Patientenerhebungen in der Orthopädietechnik

Der Workshop am 17. Mai 2024 demonstrierte die App des AMP-Register live im Vortragsraum. Zur Einstimmung gab Urban Daub (M.Sc. Fraunhofer IPA) einen Überblick verschiedener Tests zur Beurteilung der körperlichen Funktionen – wie dem L-Test der funktionellen Mobilität.

Beim L-Test müssen Patienten insgesamt 20 Meter gehen und dabei zwei Transfers sowie vier Drehungen durchführen. Er ist zur Beurteilung der Mobilität von Patienten mit Amputationen der unteren Extremitäten gedacht. Durch die L-Form der Gehstrecke wird gewährleistet, dass die Testperson die Drehung des Körpers beim Gehen in beide Richtungen durchführen muss. Daub erklärte, dass es rund 50 verschiedene Tests gäbe, die einen Vergleich schwierig machten.
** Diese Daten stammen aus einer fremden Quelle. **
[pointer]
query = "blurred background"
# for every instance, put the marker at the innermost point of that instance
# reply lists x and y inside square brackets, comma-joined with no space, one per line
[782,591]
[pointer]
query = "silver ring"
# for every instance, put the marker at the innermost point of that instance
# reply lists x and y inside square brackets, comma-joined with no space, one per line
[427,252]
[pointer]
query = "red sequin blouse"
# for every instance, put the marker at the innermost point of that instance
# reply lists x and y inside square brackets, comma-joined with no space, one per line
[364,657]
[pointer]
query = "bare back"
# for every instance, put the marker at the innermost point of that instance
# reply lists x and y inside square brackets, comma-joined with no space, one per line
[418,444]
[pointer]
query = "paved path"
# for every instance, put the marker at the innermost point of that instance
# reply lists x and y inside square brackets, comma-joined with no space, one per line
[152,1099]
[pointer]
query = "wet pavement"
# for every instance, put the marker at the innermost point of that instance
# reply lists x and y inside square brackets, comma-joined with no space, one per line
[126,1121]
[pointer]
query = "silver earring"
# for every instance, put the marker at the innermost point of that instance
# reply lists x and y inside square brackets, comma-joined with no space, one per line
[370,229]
Daher müsse man auf folgende Anforderungen achten: Validität, Sensibilität für Veränderungen, Sensitivität für Parameter, Verlässlichkeit und Praktikabilität. Erfüllt ein Test all diese Anforderungen, können die Ergebnisse wertvoll für die intra- und interdisziplinäre Kommunikation sein, zum Leitfaden für therapeutische Befunderhebungen werden und die Effekte der Behandlung dokumentieren.

Im Anschluss führte Julia Block in „Amputationsregister (AMP-Register) und die AMP-Kompass-App: Eine digitale Profilerhebung von Patienten mit Beinamputation” live im Praxistest vor. Das Projekt zur Erstellung eines Registers des Universitätsklinikums Heidelberg digitalisiert die DGIHV-Fragebögen, die zuvor händisch ausgefüllt wurden. Den ersten Teil des Fragebogens füllt der Patient während seiner Wartezeit selbstständig aus. Der zweite Teil des Fragebogens wird während der Untersuchung ausgefüllt und teilt sich in drei Teile: einen Teil mit der Stumpfuntersuchung, einen Prothesenteil und schließlich einen Teil mit den Tests der körperlichen Funktionen. Bei den inkludierten Tests ist eine digitale Stoppuhr gleich hinterlegt, die die Ergebnisse sofort übernimmt. Die Erhebungen lassen sich auch exportieren – entweder als Gesamtes oder nur in Teilen, wie den in den Verträgen mit den Kostenträgern integrierten BIV-Bogen. Ein Statistikmodul ermöglicht den Vergleich – intern oder mit allen App-Nutzern.